Remember, way back in 2017, at the beginning of the nightmare that is the Trump administration, one of the first things Trump did was to empanel a commission with the ostensible mission of investigating the allegedly huge problem of voter fraud that was mostly a figment of Trump’s vivid imagination. Recall that he consistently propounded the unsubstantiated claim that between 2 million and 3 million people voted fraudulently in California in 2016.
Insofar as there is any problem with voter fraud in the United States — there isn’t — that problem mostly comes from Republicans. They cheat in numerous ways, by gerrymandering, by voter suppression, and by literally stealing votes.
More specifically to Trump and impeachment, Mueller made a sharp distinction between a criminal investigation and a counterintelligence investigation, expecting that his criminal investigation — which was all he saw himself as pursuing — would turn up information that was important for counterintelligence purposes. Throughout his investigation, FBI agents worked in his office, relaying important counterintelligence information back to the FBI for further action as necessary.

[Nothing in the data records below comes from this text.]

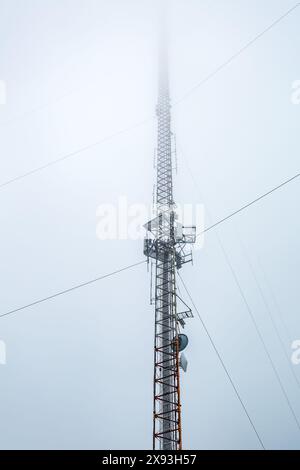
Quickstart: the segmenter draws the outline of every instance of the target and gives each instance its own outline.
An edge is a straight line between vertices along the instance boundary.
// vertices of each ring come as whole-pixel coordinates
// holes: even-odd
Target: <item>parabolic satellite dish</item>
[[[184,335],[184,334],[178,335],[178,349],[179,349],[179,352],[183,351],[187,347],[188,344],[189,344],[189,339],[188,339],[187,335]],[[174,340],[173,340],[173,349],[174,350],[176,349],[176,338],[174,338]]]

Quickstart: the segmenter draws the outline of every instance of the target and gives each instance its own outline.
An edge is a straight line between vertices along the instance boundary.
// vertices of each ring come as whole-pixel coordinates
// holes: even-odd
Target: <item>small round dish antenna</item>
[[[187,335],[180,334],[178,335],[178,350],[179,352],[183,351],[189,344],[189,339]],[[176,338],[173,339],[172,347],[174,351],[176,350]]]

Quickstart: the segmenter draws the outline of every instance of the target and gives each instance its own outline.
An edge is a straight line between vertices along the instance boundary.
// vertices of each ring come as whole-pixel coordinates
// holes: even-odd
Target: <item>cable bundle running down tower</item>
[[[178,222],[173,199],[173,144],[169,91],[168,50],[162,28],[159,57],[159,95],[157,105],[158,144],[156,164],[155,217],[145,225],[144,254],[154,263],[155,339],[154,339],[154,415],[153,449],[182,449],[180,368],[186,370],[181,351],[187,336],[180,334],[185,319],[193,316],[179,297],[176,271],[192,261],[189,245],[195,243],[196,227]],[[182,306],[182,309],[179,309]],[[181,310],[181,311],[179,311]]]

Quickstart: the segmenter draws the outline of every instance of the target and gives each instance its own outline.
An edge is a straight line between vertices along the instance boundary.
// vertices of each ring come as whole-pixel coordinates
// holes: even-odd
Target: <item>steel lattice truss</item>
[[[144,253],[155,263],[155,339],[154,339],[154,415],[153,449],[180,450],[181,403],[179,328],[191,317],[185,306],[177,311],[176,269],[191,261],[185,246],[194,236],[178,237],[173,200],[171,104],[166,43],[160,57],[159,99],[157,106],[158,147],[156,176],[156,217],[148,222]],[[193,227],[194,229],[194,227]]]

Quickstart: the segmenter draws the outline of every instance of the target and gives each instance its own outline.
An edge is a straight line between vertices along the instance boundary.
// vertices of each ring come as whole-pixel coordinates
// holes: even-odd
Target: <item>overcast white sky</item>
[[[172,0],[173,101],[295,4]],[[0,314],[143,259],[141,241],[98,240],[96,212],[120,196],[152,199],[156,7],[0,0]],[[299,21],[300,8],[174,106],[175,197],[204,203],[207,224],[299,172],[300,105],[291,102]],[[295,181],[218,229],[298,420],[286,355],[300,339],[299,195]],[[182,276],[265,446],[299,449],[300,430],[215,233]],[[0,448],[150,448],[153,322],[145,266],[0,318]],[[259,448],[197,317],[186,332],[184,447]],[[300,365],[292,367],[300,382]]]

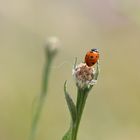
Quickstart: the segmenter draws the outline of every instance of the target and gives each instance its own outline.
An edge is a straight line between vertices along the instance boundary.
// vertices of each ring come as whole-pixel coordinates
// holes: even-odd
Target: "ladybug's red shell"
[[[89,51],[85,56],[85,63],[91,67],[93,66],[99,59],[99,52],[98,51]]]

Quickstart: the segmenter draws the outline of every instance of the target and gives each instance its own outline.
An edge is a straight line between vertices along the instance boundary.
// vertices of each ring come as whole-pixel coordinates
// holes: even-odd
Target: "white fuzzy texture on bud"
[[[87,66],[86,63],[77,65],[73,69],[72,74],[79,88],[90,87],[91,85],[96,84],[97,80],[94,79],[95,69]]]
[[[48,37],[46,39],[46,45],[45,47],[53,52],[56,51],[60,48],[61,44],[60,44],[60,40],[57,37]]]

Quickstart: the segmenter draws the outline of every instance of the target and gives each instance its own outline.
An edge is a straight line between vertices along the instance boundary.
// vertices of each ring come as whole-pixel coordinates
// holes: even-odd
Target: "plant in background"
[[[42,77],[42,88],[41,88],[41,93],[39,94],[37,106],[35,108],[35,113],[33,114],[29,140],[35,140],[36,138],[38,122],[41,116],[42,108],[46,100],[46,95],[48,91],[48,79],[52,66],[52,61],[54,60],[54,57],[58,52],[59,46],[60,46],[60,42],[56,37],[48,38],[45,44],[45,66],[44,66],[43,77]]]
[[[96,50],[96,49],[94,49]],[[97,51],[97,50],[96,50]],[[90,51],[90,55],[92,56],[92,51]],[[89,58],[89,63],[87,63],[87,55],[86,55],[86,63],[80,63],[79,65],[76,65],[76,62],[74,64],[74,68],[72,70],[72,74],[74,76],[74,79],[76,81],[77,86],[77,101],[76,104],[70,97],[69,93],[66,89],[66,82],[64,84],[64,93],[65,98],[67,101],[67,105],[71,114],[71,124],[69,127],[69,130],[64,135],[62,140],[76,140],[77,139],[77,133],[79,129],[79,124],[81,121],[82,113],[85,107],[86,99],[88,97],[88,94],[92,87],[96,84],[97,78],[99,75],[99,61],[97,59],[96,67],[94,68],[90,64],[90,61],[92,62],[93,57]],[[96,57],[97,58],[97,57]]]

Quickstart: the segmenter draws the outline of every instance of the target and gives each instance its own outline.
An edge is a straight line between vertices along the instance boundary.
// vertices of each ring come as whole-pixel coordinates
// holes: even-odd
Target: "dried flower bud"
[[[73,69],[73,76],[76,80],[76,85],[83,89],[86,87],[90,87],[96,83],[96,79],[94,79],[95,69],[93,67],[89,67],[86,63],[80,63]]]
[[[45,49],[48,55],[56,53],[60,46],[60,40],[57,37],[49,37],[46,39]]]

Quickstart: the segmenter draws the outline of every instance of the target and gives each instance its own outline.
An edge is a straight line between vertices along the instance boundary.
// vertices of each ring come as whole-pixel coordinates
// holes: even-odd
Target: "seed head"
[[[56,54],[60,46],[60,40],[57,37],[49,37],[46,39],[45,49],[48,55]]]
[[[77,87],[84,89],[86,87],[90,87],[96,83],[95,69],[93,67],[89,67],[86,63],[80,63],[73,69],[73,76],[76,81]]]

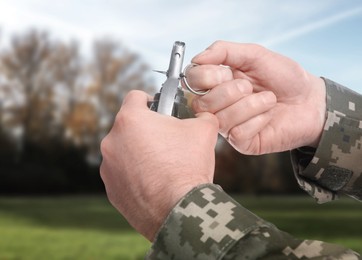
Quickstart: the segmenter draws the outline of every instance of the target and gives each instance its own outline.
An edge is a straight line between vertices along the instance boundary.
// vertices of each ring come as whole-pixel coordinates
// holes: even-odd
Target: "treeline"
[[[289,152],[242,155],[222,137],[216,149],[215,182],[234,193],[302,193],[294,177]]]
[[[100,141],[127,92],[158,90],[148,66],[110,39],[86,57],[37,30],[1,43],[0,193],[102,192]],[[216,162],[228,191],[298,191],[286,153],[243,156],[220,139]]]
[[[0,192],[103,189],[99,144],[123,97],[152,89],[138,55],[110,39],[89,57],[76,42],[27,31],[0,47]]]

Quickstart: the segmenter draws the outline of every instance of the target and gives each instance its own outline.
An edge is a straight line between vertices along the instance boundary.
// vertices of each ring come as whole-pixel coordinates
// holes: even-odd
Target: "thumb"
[[[150,96],[140,90],[130,91],[123,100],[122,109],[148,108]]]
[[[196,55],[192,62],[196,64],[226,65],[232,68],[248,68],[266,49],[256,44],[217,41],[205,51]]]
[[[219,131],[219,121],[214,114],[208,112],[197,113],[196,118],[200,121],[202,120],[205,124],[208,124],[208,128],[212,129],[215,132]]]

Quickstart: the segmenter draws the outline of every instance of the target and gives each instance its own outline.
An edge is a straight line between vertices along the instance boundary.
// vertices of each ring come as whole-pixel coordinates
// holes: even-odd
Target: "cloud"
[[[293,40],[297,37],[300,37],[302,35],[305,35],[305,34],[314,32],[316,30],[331,26],[335,23],[341,22],[343,20],[346,20],[348,18],[357,16],[357,15],[361,15],[361,14],[362,14],[362,7],[347,10],[342,13],[338,13],[338,14],[323,18],[321,20],[318,20],[318,21],[315,21],[312,23],[307,23],[305,25],[302,25],[301,27],[293,28],[284,34],[280,34],[276,37],[263,41],[262,44],[270,47],[270,46],[274,46],[274,45],[277,45],[280,43],[284,43],[284,42]]]

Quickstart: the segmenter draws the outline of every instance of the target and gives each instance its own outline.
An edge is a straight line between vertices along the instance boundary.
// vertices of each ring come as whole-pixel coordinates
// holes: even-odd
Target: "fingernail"
[[[275,96],[275,94],[273,92],[265,91],[264,102],[267,105],[274,105],[277,103],[277,97]]]

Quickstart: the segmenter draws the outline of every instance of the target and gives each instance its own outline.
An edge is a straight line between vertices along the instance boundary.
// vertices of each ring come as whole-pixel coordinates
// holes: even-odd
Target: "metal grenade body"
[[[149,108],[153,111],[157,111],[161,92],[162,88],[159,93],[155,94],[153,101],[148,102]],[[180,88],[177,89],[171,115],[180,119],[195,117],[192,110],[187,106],[187,98],[185,97],[184,92]]]

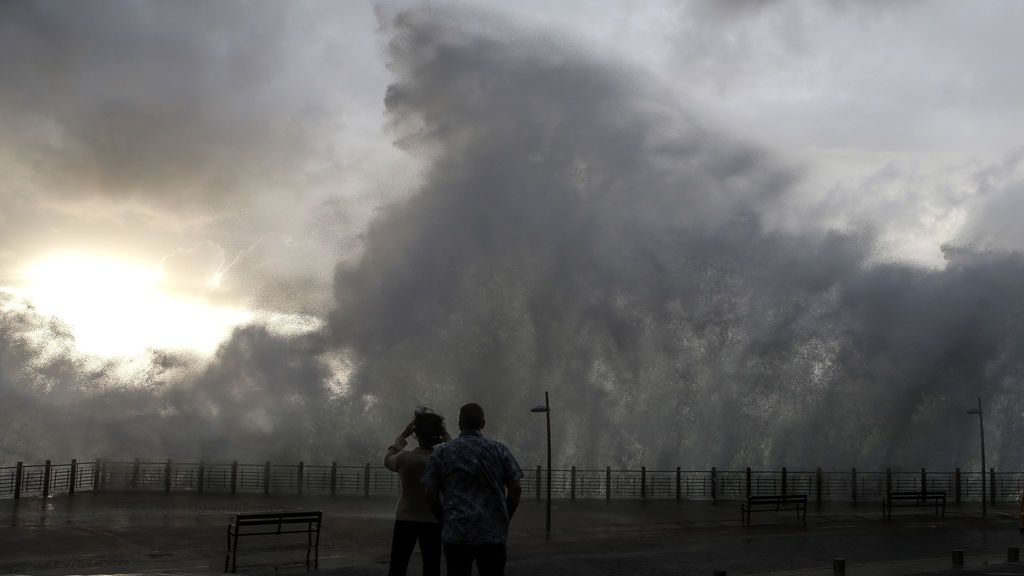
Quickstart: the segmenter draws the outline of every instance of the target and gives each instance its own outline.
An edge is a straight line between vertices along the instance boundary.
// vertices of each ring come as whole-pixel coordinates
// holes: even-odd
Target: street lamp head
[[[548,409],[547,409],[546,406],[534,406],[533,408],[530,408],[530,412],[547,412],[547,411],[548,411]]]
[[[981,414],[981,410],[977,410],[977,409],[968,410],[967,413],[973,416],[975,414]]]

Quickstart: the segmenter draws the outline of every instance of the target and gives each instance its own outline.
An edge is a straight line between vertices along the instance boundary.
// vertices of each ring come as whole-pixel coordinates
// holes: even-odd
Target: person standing
[[[413,434],[419,446],[405,450],[406,439]],[[420,543],[423,575],[441,574],[441,526],[420,480],[434,447],[446,439],[448,432],[444,429],[444,418],[421,409],[416,411],[413,421],[395,443],[388,446],[384,466],[398,472],[402,481],[402,496],[395,509],[395,529],[391,537],[389,576],[405,575],[416,542]]]
[[[448,576],[502,576],[508,525],[519,507],[519,468],[507,446],[483,435],[479,404],[459,410],[457,438],[434,449],[423,486],[441,519]]]

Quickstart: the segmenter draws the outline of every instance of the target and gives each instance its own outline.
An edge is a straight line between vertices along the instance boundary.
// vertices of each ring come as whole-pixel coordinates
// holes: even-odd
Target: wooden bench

Arguably the worst aspect of Trump’s malfeasance was the attempts that he and his campaign made, however bumbling and ineffective, to get help from Russians, who interfered in the 2016 election to benefit Trump, whether Trump is willing to admit it or not. The line between criminal and counterintelligence is apparently not completely clear, since it might seem to turn on whether the targets are U.S. citizens or foreign nationals, yet Mueller himself indicted a number of Russian individuals and corporations.
But the point remains that Mueller specifically refrained from pursuing the counterintelligence information his investigation produced, which might prove to be the most important information for purposes of ensuring the integrity of U.S. elections.
This is one of many questions the House of Representatives has a duty to answer as part of the investigation it should pursue explicitly under the rubric of impeachment.